A bipartisan majority of NC House members are sponsoring a bill to end gerrymandering in North Carolina.
In all, 63 lawmakers have lent their names to House Bill 92 – the largest number of sponsors for a redistricting reform measure ever in the state. The proposal would take the power of drawing congressional and legislative voting maps out of the hands of partisan lawmakers and give it to nonpartisan legislative staff, beginning with the next round of redistricting in 2021.
“Redistricting reform is an idea whose time has come,” said House Speaker Pro Tem Paul Stam, a Wake County Republican and one of the chief authors of the bill. “This is an insurance policy to protect each party from gerrymandering.”
Under North Carolina’s longstanding system, whichever party controls the legislature also controls redistricting. For decades, the result has been voting maps that heavily favor one party or the other and reduce competition at the ballot box.
Since 1992, an average of 43 percent of legislative races have had only one candidate on the ballot.
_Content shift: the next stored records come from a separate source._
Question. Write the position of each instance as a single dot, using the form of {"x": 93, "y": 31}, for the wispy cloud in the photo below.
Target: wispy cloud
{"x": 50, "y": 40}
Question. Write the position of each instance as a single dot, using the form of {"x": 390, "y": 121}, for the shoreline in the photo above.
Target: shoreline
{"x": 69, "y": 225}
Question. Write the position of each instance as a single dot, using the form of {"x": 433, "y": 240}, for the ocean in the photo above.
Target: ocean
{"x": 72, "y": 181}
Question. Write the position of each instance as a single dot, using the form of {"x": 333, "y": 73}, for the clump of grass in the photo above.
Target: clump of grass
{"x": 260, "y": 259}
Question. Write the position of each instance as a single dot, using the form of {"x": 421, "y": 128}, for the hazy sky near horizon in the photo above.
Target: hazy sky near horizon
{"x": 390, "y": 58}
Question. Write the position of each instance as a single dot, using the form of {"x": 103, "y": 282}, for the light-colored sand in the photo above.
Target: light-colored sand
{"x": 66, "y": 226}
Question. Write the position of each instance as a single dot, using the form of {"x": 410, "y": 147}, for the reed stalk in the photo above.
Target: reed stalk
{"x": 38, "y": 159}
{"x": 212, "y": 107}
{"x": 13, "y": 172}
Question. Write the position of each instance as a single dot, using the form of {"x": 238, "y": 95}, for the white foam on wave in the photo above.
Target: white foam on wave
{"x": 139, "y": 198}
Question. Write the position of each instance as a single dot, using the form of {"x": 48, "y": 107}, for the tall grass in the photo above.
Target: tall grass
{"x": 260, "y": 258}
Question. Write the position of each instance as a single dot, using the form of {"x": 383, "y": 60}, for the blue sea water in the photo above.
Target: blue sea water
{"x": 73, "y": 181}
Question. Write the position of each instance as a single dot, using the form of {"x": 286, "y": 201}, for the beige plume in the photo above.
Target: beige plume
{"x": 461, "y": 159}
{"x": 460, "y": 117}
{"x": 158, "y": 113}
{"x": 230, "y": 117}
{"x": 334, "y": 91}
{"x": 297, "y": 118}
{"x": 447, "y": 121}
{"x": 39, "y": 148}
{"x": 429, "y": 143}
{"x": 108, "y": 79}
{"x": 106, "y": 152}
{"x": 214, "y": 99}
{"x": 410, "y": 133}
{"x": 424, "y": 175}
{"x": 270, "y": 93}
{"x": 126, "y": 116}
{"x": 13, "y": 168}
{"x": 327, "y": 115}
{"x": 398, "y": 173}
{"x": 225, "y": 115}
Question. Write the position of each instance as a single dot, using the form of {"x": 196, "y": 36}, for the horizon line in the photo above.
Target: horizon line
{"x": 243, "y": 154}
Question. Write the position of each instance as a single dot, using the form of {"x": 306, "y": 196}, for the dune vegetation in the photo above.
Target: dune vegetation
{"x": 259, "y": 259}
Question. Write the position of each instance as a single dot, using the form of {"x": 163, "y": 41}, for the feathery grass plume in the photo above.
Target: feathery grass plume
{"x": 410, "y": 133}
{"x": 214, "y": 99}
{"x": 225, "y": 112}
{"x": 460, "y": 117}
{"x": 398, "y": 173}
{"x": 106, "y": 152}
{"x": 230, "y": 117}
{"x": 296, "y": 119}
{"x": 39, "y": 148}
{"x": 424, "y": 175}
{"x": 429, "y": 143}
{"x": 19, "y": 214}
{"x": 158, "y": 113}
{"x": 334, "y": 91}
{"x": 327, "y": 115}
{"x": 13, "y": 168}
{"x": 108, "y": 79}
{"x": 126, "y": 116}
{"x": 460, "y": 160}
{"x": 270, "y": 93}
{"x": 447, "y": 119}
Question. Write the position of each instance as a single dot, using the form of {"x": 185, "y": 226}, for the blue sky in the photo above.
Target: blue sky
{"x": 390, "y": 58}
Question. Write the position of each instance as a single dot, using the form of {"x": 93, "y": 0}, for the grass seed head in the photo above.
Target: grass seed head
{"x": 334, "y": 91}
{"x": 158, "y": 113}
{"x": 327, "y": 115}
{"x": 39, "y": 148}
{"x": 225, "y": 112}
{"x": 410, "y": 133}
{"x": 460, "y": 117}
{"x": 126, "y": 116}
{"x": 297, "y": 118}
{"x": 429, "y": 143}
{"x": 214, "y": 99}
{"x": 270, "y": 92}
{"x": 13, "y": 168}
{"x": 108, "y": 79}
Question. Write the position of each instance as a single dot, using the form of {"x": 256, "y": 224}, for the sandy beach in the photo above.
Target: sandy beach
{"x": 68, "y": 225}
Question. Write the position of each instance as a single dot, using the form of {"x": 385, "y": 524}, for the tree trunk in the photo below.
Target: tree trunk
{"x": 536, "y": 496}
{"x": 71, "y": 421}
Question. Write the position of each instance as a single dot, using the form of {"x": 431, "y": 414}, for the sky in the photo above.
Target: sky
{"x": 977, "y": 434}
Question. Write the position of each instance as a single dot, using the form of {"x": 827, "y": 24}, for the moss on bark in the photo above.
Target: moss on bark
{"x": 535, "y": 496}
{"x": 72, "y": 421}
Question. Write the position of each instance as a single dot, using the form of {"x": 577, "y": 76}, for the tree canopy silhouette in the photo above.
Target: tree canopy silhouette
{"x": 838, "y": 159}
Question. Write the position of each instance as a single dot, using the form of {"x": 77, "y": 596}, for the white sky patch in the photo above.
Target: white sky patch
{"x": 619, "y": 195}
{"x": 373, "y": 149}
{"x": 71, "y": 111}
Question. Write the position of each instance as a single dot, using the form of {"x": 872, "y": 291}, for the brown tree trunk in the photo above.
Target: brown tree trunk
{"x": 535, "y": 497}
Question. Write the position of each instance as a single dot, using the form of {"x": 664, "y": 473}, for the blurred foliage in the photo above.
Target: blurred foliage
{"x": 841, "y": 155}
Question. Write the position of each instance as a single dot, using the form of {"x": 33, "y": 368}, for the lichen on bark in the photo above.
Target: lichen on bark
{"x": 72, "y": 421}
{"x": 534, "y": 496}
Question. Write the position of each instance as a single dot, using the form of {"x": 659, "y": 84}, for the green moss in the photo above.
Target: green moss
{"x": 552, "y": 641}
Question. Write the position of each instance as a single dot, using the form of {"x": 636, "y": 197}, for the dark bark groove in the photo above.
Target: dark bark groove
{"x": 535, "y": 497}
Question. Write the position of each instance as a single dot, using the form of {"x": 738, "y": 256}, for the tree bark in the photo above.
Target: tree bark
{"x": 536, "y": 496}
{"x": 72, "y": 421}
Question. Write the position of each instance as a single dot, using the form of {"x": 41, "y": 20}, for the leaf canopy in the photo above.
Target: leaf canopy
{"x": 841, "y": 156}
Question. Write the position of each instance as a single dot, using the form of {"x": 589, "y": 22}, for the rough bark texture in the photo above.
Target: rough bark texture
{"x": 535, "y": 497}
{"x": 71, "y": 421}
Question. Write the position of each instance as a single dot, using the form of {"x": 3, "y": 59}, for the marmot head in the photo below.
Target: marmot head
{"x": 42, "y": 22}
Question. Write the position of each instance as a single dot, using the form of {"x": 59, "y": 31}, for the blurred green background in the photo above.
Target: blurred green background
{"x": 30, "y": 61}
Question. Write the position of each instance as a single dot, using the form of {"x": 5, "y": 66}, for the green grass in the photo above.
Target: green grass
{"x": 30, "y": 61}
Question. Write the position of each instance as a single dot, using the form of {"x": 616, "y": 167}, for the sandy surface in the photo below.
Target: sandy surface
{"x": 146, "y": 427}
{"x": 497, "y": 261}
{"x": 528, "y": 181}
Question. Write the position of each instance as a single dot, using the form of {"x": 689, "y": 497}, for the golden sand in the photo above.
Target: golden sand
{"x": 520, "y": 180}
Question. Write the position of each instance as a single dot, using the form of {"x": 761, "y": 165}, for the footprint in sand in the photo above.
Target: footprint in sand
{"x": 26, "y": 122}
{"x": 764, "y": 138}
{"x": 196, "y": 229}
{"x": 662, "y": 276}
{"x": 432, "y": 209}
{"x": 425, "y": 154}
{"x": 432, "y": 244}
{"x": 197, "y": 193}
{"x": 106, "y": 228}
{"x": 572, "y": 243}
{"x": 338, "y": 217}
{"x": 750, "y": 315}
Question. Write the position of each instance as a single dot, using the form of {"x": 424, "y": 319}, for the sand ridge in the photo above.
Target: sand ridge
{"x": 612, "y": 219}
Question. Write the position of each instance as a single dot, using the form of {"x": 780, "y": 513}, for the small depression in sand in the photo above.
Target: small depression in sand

And just 8 percent of last year’s legislative races were truly competitive, being decided by 5 percentage points or less.
“Gerrymandering undermines voter confidence in our election system,” Democratic Minority Leader Larry Hall of Durham said. “I am proud to be working with this bipartisan coalition to ensure citizens have a real voice in their government.”
Sponsors of the legislation include not only longtime lawmakers like Stam — who first filed a redistricting reform bill 26 years ago — but also five freshman Republican legislators.
“At a time when there is so much polarization in politics, it’s powerful to see Republicans and Democrats from across our state working together to end gerrymandering in North Carolina,” said Bob Phillips, executive director of Common Cause North Carolina. “This bill is a great step forward in protecting the right of citizens to choose their representatives.”
A 2013 poll commissioned by the nonpartisan NC Center for Voter Education found 70 percent of North Carolina voters in favor of creating an impartial redistricting process, including 73 percent of Republicans, 69 percent of Democrats and 69 percent of independents.